Recent advances in tracking (e.g., RFID) of honeybees could prove useful to collect some of the above information (see Capaldi et al. 2000; Riley et al. 2005; Decourtye et al. 2011; He et al. 2013; Tenczar et al. 2014; Perry et al. 2015; Liao et al. 2017; and particularly, Thompson et al. 2016). Further the tracer techniques of Tomlinson et al. (2017) could also be effective in deriving more precise estimates of energy requirements of foragers.

Given recent data collected with radio frequency identification tracking techniques, and the supporting review of forager behavior, we contend that nectar foragers likely spend considerably less time foraging than what has been calculated by the Agencies (median of 8.9 hours per day; USEPA, PMRA and CDPR 2012). The Agencies median of 292 mg/nectar/bee/day for nectar foragers (USEPA, PMRA and CDPR 2012, 2014) is unrealistically high for nectar foragers on the whole. A revised median estimate of 44 mg nectar/bee/day was calculated in a modeling effort based on the data reviewed herein (Rodney and Kramer 2019). Filling identified data gaps should lead to more refined screening and probabilistic estimates of nectar and honey ingestion by foragers.

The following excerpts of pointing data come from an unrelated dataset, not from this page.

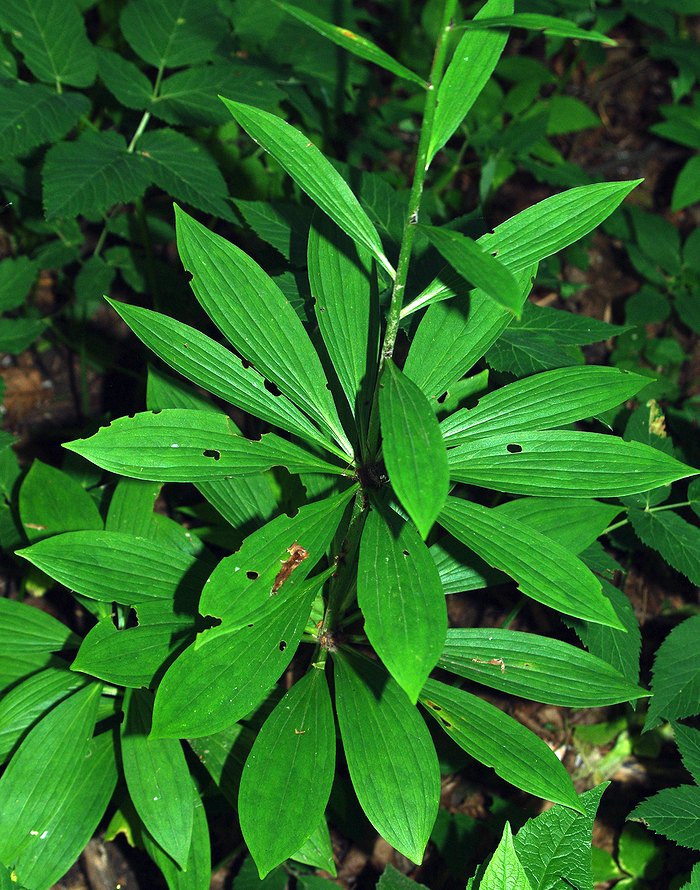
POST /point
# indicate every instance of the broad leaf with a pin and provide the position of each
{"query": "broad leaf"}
(402, 601)
(312, 173)
(563, 464)
(92, 174)
(158, 778)
(497, 740)
(472, 64)
(255, 316)
(399, 794)
(293, 752)
(535, 667)
(50, 34)
(544, 401)
(414, 452)
(178, 445)
(543, 569)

With respect to colony-level nectar collection, consumption, and storage, we conclude that there is a paucity of data, and insufficient information for refining exposure estimates. There are considerable concerns regarding the quality of the data available with respect to use in exposure assessment. Particularly, we lack the information to quantify expected relationships between environmental conditions, colony demographics and nectar flow through the colony. Similarly, with respect to colony-level pollen collection, consumption and storage, there is a lack of data that could be used to accurately predict influx and uptake by colonies under natural foraging conditions. These concerns also extend to supplemental feeding which, in some scenarios, may be regimented in terms of offerings, but removal of unconsumed material has not been measured and the effects of deterioration prior to consumption has not been considered. We recommend field-level investigation of colony-level consumption over time in representative hives via inference from rolling assessments (different set of hives at each sampling point, with low frequencies on individual hives to minimize colony disruption) of consumption and storage, along with electronic hive monitoring (Human et al. 2013).